Well, I grew up with Jane. Jane was a comic strip in the Daily Mirror, and she was the naughty girl one was permitted to look at, who lost her clothing, who was just a bit saucy, but no more than that, and I wanted to create the feeling of a daily comic strip on television, and I wanted to do it in ten minute sections only. In short sharp scenes, very much like a framework of a cartoon strip. It was achieved with a technique called Chromakey, where you do everything in an entirely blue studio. You have no scenery, your scenery is drawn on caption cards, which required you to put down little blue spots to guide the actors, so if they are walking along a cliff, they're not walking in the sea, they are actually walking along the path. It's a very difficult technique to master, I think Andrew Gosling, who was the director, did very very well. The production received a great deal of acclaim, and won some awards, and because it was so successful, it rather embarrassed the BBC, so they said, “yes, you must immediately do another one,” but the “immediately” was two years after. During this time, the Daily Mirror resurrected the Jane cartoon strip, which had originally finished sometime in the later 1950s, and the first frame, I thought, was magnificent, because you have this young Jane waking up, looking at her alarm clock and saying, “good lord. I must have overslept.” Anyway, following on from the success of the television series, I then met up with a producer called Harry Robertson, who asked me to write a film script, and that's how Jane and the Lost City came about. It was one of these fairytale things that shouldn't really happen, in that within a year it was written, shot and had been given a Royal premiere.
For the film, Jane was played by Kirsten Hughes. What happened to Glynis Barber?
She was in America at the time, and I know Harry did go over there to talk to her about it, however, she never got back to him, and as time was running out, we cast someone else.
Over your long and varied career, what do you consider your greatest success?

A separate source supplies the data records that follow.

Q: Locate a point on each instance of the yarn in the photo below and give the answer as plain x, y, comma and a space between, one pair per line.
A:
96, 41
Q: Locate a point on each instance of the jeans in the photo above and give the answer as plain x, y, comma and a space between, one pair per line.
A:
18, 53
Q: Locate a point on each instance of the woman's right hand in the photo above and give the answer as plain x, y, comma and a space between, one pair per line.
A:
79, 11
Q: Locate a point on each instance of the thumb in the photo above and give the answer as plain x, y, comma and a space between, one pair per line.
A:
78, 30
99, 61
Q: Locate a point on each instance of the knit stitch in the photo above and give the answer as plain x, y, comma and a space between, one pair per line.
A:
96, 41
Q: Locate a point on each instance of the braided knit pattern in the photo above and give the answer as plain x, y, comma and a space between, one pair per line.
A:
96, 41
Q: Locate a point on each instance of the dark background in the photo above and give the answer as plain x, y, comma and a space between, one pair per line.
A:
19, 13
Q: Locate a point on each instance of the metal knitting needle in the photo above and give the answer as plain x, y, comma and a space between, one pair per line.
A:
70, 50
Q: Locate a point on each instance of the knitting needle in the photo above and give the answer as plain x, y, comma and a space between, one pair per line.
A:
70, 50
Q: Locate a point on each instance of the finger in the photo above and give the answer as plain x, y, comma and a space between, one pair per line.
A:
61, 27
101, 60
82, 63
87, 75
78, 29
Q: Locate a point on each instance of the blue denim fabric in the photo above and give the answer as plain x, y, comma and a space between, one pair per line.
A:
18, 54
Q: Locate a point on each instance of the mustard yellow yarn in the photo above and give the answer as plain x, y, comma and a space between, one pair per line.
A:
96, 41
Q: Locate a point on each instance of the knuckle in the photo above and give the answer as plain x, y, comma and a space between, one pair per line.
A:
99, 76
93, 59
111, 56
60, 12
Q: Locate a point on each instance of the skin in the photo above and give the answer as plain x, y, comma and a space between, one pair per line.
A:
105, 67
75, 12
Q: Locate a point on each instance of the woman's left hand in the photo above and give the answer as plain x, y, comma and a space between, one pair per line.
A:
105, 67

Well, there was a series called The Carnforth Practice, which was about a group of solicitors based in the Lake District. I only wrote one episode, but it was inspired by a case I had come across that concerned the law relating to deaf and dumb people. At that time, the law said that if someone was charged with a crime and they were deaf and dumb, they first had to have a mini trial to determine their fitness to plead. Because if they couldn't speak, or couldn't write, perhaps they could communicate by sign language. Most deaf and dumb people can, but there are quite a number who have been taught a private language by their mother, or someone close to them, but who perhaps was there no longer and so they can't communicate. Now if the court found that they were unfit to plead, then they were immediately put in an asylum for the rest of their lives. And I thought this was a terrible thing to happen. So, I wrote a play about it, in the framework of this series, and luckily the House of Lords took it up, and there were questions asked, and since then the law has been changed, so that's an ordinary run of the mill series programme that people today have forgotten, or haven't even heard about, but a programme like that can change the law.
As a final question, do you have any unfulfilled ambitions?
I'd like to succeed, really succeed in every medium of writing. That is radio, film, television, the stage and the novel as well. I've still got quite a way to go. I think this is a wonderful business to be in, because you may see a lot of people looking old, but they never are old, they're very young inside, and I think that's because they're always looking for the next mountain, or perhaps as they get older, the next hill to climb, and as long as I've got a mountain in front of me to climb, that's the only ambition I want.